In the future, others can build upon our work by further synchronizing the tournament creation page. Specifically, they should ensure that all description fields are consistently treated as required, as some team members have added new items that are not yet validated. Additionally, there is room to enhance the Analytics page by incorporating more detailed metrics and insights. Future contributors could integrate features developed by other teammates into the analytics dashboard to provide a more comprehensive overview for users. Lastly, more extensive testing should be conducted to ensure that all form validations and user notifications are functioning correctly across various edge cases.
Another task that future students could work on to improve our work, or in general for the tournament team, is to ensure consistent tournament visibility for owners across all views and user flows. Something that happened this year was we discovered a bug where users can only see tournaments where they have been assigned as a player. This means that tournament owners cannot see the tournaments they created themselves. While we fixed the bug in my code to allow tournament owners to see tournaments they created (and the line of code should still be in the codebase), this functionality was later lost likely due to merge conflicts from parallel development. A future student can work on debugging this problem; it should be a quick fix in the TournamentDetailView in the views.py file.
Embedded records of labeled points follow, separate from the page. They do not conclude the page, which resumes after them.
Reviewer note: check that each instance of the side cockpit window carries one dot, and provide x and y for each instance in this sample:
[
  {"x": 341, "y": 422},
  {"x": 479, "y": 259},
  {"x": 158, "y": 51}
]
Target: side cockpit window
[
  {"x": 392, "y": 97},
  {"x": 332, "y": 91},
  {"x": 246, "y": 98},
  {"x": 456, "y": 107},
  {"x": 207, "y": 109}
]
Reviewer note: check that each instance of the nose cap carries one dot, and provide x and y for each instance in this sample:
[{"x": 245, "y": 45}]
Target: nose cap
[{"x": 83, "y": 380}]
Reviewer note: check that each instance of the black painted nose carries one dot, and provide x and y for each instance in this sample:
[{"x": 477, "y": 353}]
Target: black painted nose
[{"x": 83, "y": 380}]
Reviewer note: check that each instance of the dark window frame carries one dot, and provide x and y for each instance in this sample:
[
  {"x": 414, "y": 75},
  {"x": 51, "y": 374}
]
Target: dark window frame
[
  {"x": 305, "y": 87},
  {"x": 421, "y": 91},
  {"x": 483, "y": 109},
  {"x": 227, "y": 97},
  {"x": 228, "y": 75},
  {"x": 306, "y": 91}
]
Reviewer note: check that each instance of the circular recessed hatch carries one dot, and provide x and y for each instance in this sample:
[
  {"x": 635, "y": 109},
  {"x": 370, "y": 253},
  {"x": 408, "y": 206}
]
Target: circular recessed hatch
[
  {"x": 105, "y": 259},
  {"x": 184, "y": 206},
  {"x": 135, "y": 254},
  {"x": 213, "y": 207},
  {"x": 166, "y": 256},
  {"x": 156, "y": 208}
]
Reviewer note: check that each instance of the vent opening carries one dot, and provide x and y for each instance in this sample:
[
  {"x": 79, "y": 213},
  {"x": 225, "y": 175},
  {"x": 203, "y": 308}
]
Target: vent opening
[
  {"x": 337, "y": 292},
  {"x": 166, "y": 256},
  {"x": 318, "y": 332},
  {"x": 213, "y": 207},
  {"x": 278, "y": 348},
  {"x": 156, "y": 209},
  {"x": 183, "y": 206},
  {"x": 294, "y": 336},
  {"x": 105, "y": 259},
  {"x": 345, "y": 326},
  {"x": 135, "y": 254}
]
Another major area is the frontend integration of the waitlist feature. While the backend logic and model infrastructure are complete, users currently have no visibility or interaction with the waitlist system through the UI. Future developers can design and implement a user-facing experience that allows players to see when a tournament is full, join a waitlist, view their position in line, and receive a notification or automatic enrollment if a spot opens up. This would make the waitlist system feel more seamless and intuitive for users. Another high-impact area for future development is the addition of live player standings tracking within a tournament. As it stands, prize assignment occurs only at the conclusion of the tournament based on final placements. Implementing a real-time leaderboard that updates as matches are played would greatly enhance the competitiveness and transparency of the experience. Such a system could display evolving player ranks, provide visibility into current tournament leaders, and potentially lay the groundwork for more advanced features like ELO-based matchmaking, seeding, or season-long performance tracking. These improvements would help turn tournaments into more dynamic, engaging events for users and expand the platform’s long-term capabilities.